Wat is er over van het Molukse ideaal?
Geronimo Matulessy– 22:10, 9 juni 2017
Zondag is het 40 jaar geleden dat de Nederlandse overheid een eind maakte aan de Molukse, politiek getinte, treinkaping bij De Punt. Hoe kijken jonge Molukse Nederlanders nu naar hun identiteit en het vrijheidsideaal?
Vanuit het kerkgebouw aan de rand van de Molukse wijk in Assen klinken kerkliederen, in de deuropeningen van de pastelkleurige rijtjeshuizen staan bewoners met elkaar te praten. In deze buurt vind je geen Nederlanders, behalve als ze getrouwd zijn met een Molukse partner.
Dit soort wijken werden voor Molukkers gebouwd toen duidelijk werd dat hun tijdelijke verblijf in Nederland definitief zou zijn. Op veel plekken verandert de samenstelling van de oorspronkelijk ongeveer zestig wijken. Zo is er bijvoorbeeld in Vaassen geen stichting en wijkraad meer actief, daar wonen inmiddels autochtone Nederlanders en Molukkers in één wijk. Maar hier in Assen, en ook in Moordrecht en Capelle aan den IJssel eist de Molukse gemeenschap dat hun wijk ook écht Moluks blijft.

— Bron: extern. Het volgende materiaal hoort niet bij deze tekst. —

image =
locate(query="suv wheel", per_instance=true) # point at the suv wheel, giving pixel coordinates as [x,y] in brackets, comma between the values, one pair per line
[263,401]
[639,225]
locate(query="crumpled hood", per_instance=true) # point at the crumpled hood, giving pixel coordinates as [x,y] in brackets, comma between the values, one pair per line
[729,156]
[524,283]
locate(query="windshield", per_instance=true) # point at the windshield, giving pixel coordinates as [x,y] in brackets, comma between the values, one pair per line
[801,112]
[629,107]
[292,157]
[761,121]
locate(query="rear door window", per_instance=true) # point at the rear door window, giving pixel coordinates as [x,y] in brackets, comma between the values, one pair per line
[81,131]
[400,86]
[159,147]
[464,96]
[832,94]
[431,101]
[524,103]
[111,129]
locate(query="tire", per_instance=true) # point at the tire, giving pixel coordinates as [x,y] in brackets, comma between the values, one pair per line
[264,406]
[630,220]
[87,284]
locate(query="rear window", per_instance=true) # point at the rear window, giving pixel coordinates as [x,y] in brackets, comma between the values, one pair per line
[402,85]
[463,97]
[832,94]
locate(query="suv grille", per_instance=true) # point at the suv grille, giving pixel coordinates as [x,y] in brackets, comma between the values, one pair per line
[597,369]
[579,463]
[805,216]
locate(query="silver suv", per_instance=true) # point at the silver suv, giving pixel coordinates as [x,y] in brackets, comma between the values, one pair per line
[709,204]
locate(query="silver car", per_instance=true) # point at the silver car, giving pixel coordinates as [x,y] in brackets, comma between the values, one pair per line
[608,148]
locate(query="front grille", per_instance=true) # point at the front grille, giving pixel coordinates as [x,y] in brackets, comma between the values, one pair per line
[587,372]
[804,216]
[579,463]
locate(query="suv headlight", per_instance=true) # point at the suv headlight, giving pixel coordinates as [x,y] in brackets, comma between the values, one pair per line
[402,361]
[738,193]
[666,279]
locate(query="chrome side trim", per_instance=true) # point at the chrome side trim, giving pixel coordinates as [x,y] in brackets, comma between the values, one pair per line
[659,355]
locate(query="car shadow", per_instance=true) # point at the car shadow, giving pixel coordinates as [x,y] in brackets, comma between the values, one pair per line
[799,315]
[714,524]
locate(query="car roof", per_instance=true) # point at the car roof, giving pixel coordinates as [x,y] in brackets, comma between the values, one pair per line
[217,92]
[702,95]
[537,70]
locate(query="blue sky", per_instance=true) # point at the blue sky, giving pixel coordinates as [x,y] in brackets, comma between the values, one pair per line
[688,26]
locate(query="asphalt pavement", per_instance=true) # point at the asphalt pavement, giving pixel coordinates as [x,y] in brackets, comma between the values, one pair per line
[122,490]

Middenin de Assense wijk woont Chayah Hehanussa (24) in zijn ouderlijk huis. In de woonkamer springt de grote Molukse vlag in het oog. Chayah wijst naar de foto op het dressoir: "Dat is mijn opa." Een voormalig Knil-militair poseert in dienstuniform. Voor de familie Hehanussa symboliseert hij trots en onverzettelijkheid.
Justus Veenman, emeritus-hoogleraar economische sociologie in Rotterdam, deed tussen 1978 en 2000 veelvuldig onderzoek naar Molukkers in Nederland. Volgens hem fungeren Molukse wijken als vangnet voor de vele laagopgeleiden en werklozen. Het is een netwerk dat er naar zijn zeggen toe doet, omdat men elkaar helpt. "Een Molukker uit de wijk ontleent zijn identiteit aan de plek waar hij vandaan komt. Uit internationaal onderzoek is gebleken dat een sterke identiteitsvorming belangrijk is voor de integratie."
Nadeel is dat de contacten sterk gericht zijn op de eigen gemeenschap, zegt Veenman. Dat beïnvloedt de integratie: "Hun studiekeuze hangt af van hun vrienden en vriendinnen. Met de gedachte: 'We blijven altijd bij elkaar.' Dat is een groot probleem."
Dat wil niet zeggen dat Molukkers in de wijk niet integreren, want ze hebben werk, volgen een opleiding of sporten met Nederlanders. Anderzijds zijn er ook Molukkers die opgaan in de Nederlandse samenleving en een woning buiten de wijk vinden. Er is een stijgende lijn in het vormen van gemengde huwelijken.
Volgens Fridus Steijlen, antropoloog en wetenschappelijk onderzoeker bij het Koninklijk instituut voor taal-, land- en volkenkunde in Leiden, hebben de Molukkers van de eerste en tweede generatie lange tijd gedacht dat zij terug zouden keren naar de Molukken. Dat zorgde voor een achterstand op de arbeidsmarkt en onderwijs. "De integratie is pas vanaf 1980 begonnen."
Veenman en Steijlen zijn het eens: de kans dat de gewelddadige excessen van de jaren '70 weer opdoemen is niet reëel. Tegenwoordig heeft het Molukse vrijheidsideaal een symbolische waarde, maar past het wel in een politieke identiteit. De gewelddadige acties van toen pasten meer in die tijdgeest. Steijlen: "De tweede generatie verdiepte zich in de koloniale geschiedenis en zagen dat ze waren belazerd door de overheid. In die tijd had je bijvoorbeeld de PLO, Eta en de Ira. De jongeren identificeerden zich daarmee."
Er vindt nu een verschuiving plaats: de mensenrechtensituatie in Indonesië valt ook onder de aandacht bij de derde en vierde generatie Molukkers. In de zoektocht naar hun identiteit wordt ook de nadruk gelegd op culturele aspecten, recht op zelfbeschikking en verbetering van de leefomstandigheden van de inwoners op de Molukken.
Zodra het avondeten klaar is komt tante Loes, de moeder van Chayah, uit de keuken naar de woonkamer. Ze heeft een duidelijke boodschap: "Het is belangrijk dat de strijd door de jeugd wordt overgenomen. Molukkers mogen nooit vergeten waar ze vandaan komen."